Troubleshooting OpenBao
- Tier: Premium, Ultimate
- Offering: GitLab Self-Managed
- Status: Beta
For recovery key tasks and break-glass root tokens, see recovery key management. For Geo failover, see Geo disaster recovery.
Where OpenBao runs
OpenBao always runs in Kubernetes, even when GitLab uses the Linux package. The namespace and deployment name depend on the installation method:
| Installation method | Namespace | Deployment | Pod container |
|---|---|---|---|
| Cloud Native GitLab | gitlab | gitlab-openbao | openbao-server |
| Linux package | openbao | openbao | openbao-server |
These examples use the Cloud Native namespace gitlab. For a Linux package
installation, replace gitlab with openbao in the kubectl commands.

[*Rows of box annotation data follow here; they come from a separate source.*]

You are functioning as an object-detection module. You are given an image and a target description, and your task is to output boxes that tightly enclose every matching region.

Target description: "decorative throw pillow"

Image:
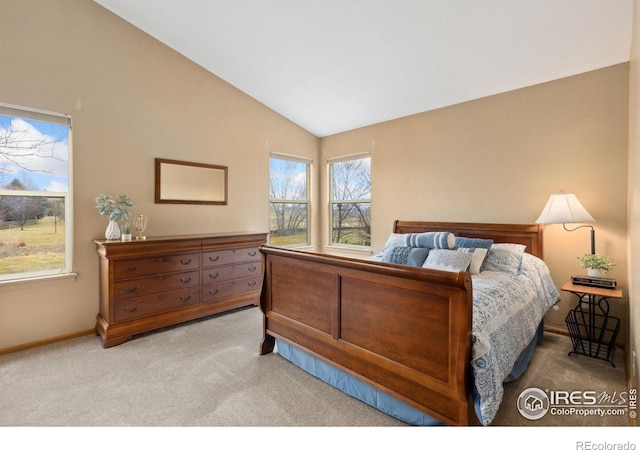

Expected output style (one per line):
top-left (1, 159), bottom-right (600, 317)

top-left (483, 244), bottom-right (526, 275)
top-left (456, 247), bottom-right (488, 275)
top-left (382, 246), bottom-right (429, 267)
top-left (456, 236), bottom-right (493, 249)
top-left (406, 231), bottom-right (456, 249)
top-left (422, 249), bottom-right (472, 272)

OpenBao pods carry the label app.kubernetes.io/name=openbao. The active node also carries
openbao-active=true.
Find OpenBao logs
Read the OpenBao logs with kubectl logs. The related GitLab Rails and Sidekiq logs are stored
separately, depending on the installation method:
| Source | Cloud Native GitLab | Linux package |
|---|---|---|
| OpenBao server | kubectl logs on the openbao-server container | kubectl logs on the openbao-server container |
| GitLab Rails | kubectl logs on the webservice pods | /var/log/gitlab/gitlab-rails/production_json.log |
| Sidekiq | kubectl logs on the sidekiq pods | /var/log/gitlab/sidekiq/current |
| GitLab Runner | CI/CD job log in the GitLab UI | CI/CD job log in the GitLab UI |
OpenBao posts audit events to GitLab and also writes them to the OpenBao pod logs.
Find the OpenBao pods
To list the OpenBao pods and see which node is active:
kubectl get pods -n gitlab -l app.kubernetes.io/name=openbao \
--label-columns openbao-active,openbao-sealedThe pod with OPENBAO-ACTIVE set to true is the active node. The others are standby nodes.
Check OpenBao status
OpenBao must be unsealed to serve requests. To check, run bao status in a pod:
OPENBAO_POD=$(kubectl get pods -n gitlab -l app.kubernetes.io/name=openbao -o name | head -1)
kubectl exec -n gitlab "$OPENBAO_POD" -c openbao-server -- \
sh -c "BAO_ADDR=http://127.0.0.1:8200 bao status"In the output, Sealed must be false. The active node shows HA Mode active and a standby
node shows HA Mode standby:
Seal Type static
Initialized true
Sealed false
Storage Type postgresql
HA Enabled true
HA Mode activeThe sys/seal-status endpoint reports the same state as "sealed":false:
kubectl exec -n gitlab "$OPENBAO_POD" -c openbao-server -- \
sh -c "BAO_ADDR=http://127.0.0.1:8200 bao read sys/seal-status"The bao binary is present in the pod. Use bao read for endpoint queries from inside the pod.
In the logs, a node that unsealed successfully logs vault is unsealed. The active node logs
acquired lock, enabling active operation and a standby node logs entering standby mode:
OPENBAO_POD=$(kubectl get pods -n gitlab -l app.kubernetes.io/name=openbao -o name | head -1)
kubectl logs -n gitlab "$OPENBAO_POD" -c openbao-server \
| grep -E "acquired lock, enabling active operation|entering standby mode"Find errors in a time window
To read OpenBao logs from a time window, use --since:
OPENBAO_POD=$(kubectl get pods -n gitlab -l app.kubernetes.io/name=openbao -o name | head -1)
kubectl logs -n gitlab "$OPENBAO_POD" -c openbao-server --since=30m \
| grep -iE "error|warn|failed"For a Linux package installation, search the Rails and Sidekiq log files by time. The logs are JSON, one event per line.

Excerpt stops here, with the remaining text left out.